1. Vision-Language Cross-Attention: Using concept words as anchors to extract target concepts from images

Directly using global features from the concept image brings in irrelevant content—this is the root cause of why existing tuning-free methods "copy-paste the whole object" when handling pose/material. Here, concept words are used as anchors for directional extraction: the concept word is passed through a CLIP text encoder and an MLP mapping layer to obtain a neutral feature, which is then projected into \(N\) queries (each with sinusoidal positional encoding to distinguish DiT blocks). The concept image passes through a CLIP image encoder to provide keys/values. Visual features for each block are extracted via \(\text{Attention}(Q_i, K, V)\). Leveraging CLIP's inherent image-text alignment, the concept word acts as a key to guide attention toward parts of the image that truly belong to the concept.

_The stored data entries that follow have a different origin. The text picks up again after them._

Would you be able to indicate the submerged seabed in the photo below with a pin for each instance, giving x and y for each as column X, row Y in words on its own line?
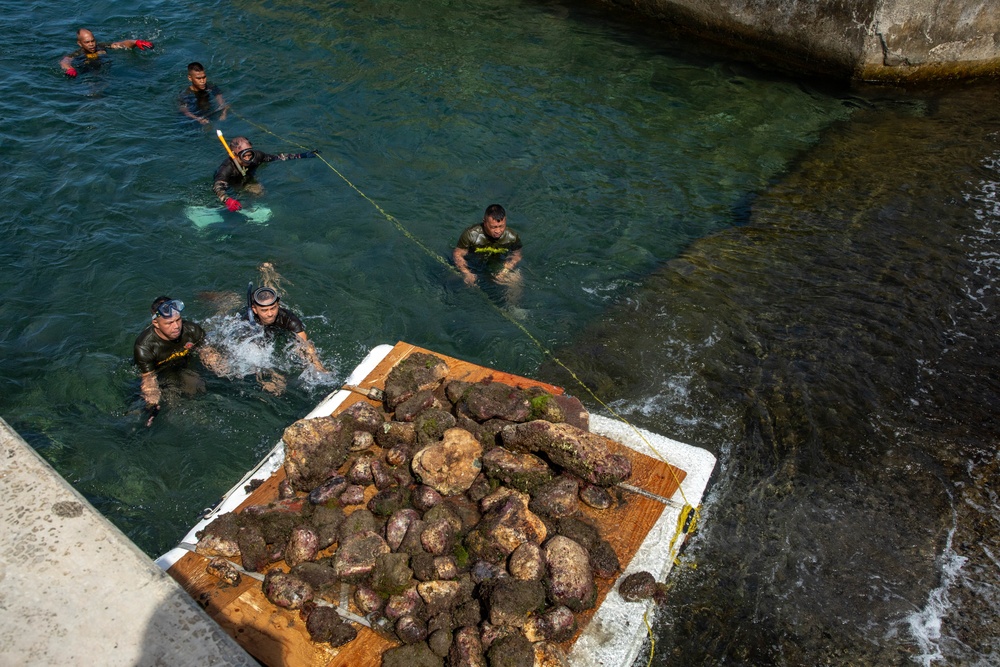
column 834, row 351
column 839, row 352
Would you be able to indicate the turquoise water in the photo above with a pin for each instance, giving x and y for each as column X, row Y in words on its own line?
column 610, row 153
column 799, row 278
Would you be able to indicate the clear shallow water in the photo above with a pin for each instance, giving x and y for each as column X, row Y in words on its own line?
column 614, row 154
column 838, row 353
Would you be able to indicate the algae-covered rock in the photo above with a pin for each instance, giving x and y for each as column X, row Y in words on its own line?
column 586, row 455
column 570, row 581
column 512, row 650
column 431, row 425
column 495, row 400
column 450, row 466
column 504, row 527
column 417, row 372
column 511, row 601
column 218, row 538
column 315, row 448
column 557, row 498
column 286, row 590
column 325, row 625
column 356, row 556
column 518, row 470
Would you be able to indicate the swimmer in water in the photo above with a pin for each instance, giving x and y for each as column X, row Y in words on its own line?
column 239, row 173
column 163, row 349
column 497, row 246
column 264, row 309
column 196, row 101
column 91, row 50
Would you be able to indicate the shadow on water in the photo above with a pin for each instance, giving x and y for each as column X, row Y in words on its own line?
column 838, row 353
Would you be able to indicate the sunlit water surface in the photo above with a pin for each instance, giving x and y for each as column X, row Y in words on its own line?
column 615, row 154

2. Mixture-of-Experts (MoE) Projection: Mapping different concept types to modulation space via clustering-based routing

Extracted visual features must be mapped into the DiT modulation space. However, mapping patterns for objects, materials, and poses differ significantly, making it difficult for a single MLP to learn. Thus, 12 expert MLPs are introduced, each responsible for a category of concepts with similar mapping patterns. Routing uses a parameter-free scheme: k-means clustering is performed on neutral features of all concept words in the training set, and concepts are assigned to experts based on cluster results. This avoids the expert imbalance common in learnable linear gating (where a few experts are repeatedly selected while others remain idle) by naturally distributing concepts according to feature distribution.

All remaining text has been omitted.